Table 10 General properties of the target candidate reservoir
Table 11 Screening results for the target reservoir using the proposed system

4 Conclusions

  • A two-stage screening model has been developed in this work which allows for a more accurate EOR selection using ML models. One of the most important conclusions of this work is that by breaking the problem of EOR selection into two stages, the overall performance of the model will be improved from two perspectives. First, the two-stage structure allows for a more accurate EOR selection since the model is less probable to be biased by larger EOR classes, and second, it allows for using additional input features for specific methods which are not available for all types of EOR methods.

  • Common reservoir properties as mentioned in previous sections are used to distinguish the three major categories in the first stage in which the trained model performs very well with an average accuracy of around 90%. According to the output of the first stage, the second stage of selection is performed via three separate ANN models. In case of gas and thermal EOR, the common reservoir features could also distinguish the main sub-categories with reasonable accuracies of 90% and 94%, respectively. However, these features alone failed to classify chemical projects with an acceptable accuracy. Our results showed that the three additional and key features including FWS, Soi and D–P Coeff made a dramatical improvement in classifying chemical projects, raising the average classification score from 75 to 96%. These results prove another advantage of the two-screening model (using additional input features for only one class of EOR method).
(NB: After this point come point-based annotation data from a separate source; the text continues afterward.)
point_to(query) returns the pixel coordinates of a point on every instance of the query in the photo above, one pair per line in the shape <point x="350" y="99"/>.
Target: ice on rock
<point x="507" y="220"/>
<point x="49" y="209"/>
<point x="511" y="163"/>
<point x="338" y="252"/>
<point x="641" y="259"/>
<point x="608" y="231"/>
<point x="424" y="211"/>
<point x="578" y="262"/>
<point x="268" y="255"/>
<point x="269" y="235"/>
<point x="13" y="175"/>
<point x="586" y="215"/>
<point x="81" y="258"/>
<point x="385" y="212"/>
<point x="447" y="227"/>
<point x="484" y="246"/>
  • Besides the efficiency and quickness of this approach in primary EOR screening, it has also some potential limitations which are discussed in details in our previous work [15]. However, another limitation of ML approach is highlighted here which is the inability of ML in ranking EOR methods based on their suitability for a candidate reservoir. Although it may be possible with some algorithmic techniques, however, the corresponding order of EOR methods may not be relied upon as a meaningful ranking.

  • It is extremely important to note that the available data for primary screening phase in early stages of a field development plan is limited and is associated with a large amount of uncertainty. Therefore, all proposed tools for primary EOR screening using machine learning or the other approaches such as conventional screening, as well as the proposed system in this work, should only be used as an opening of the EOR roadmap.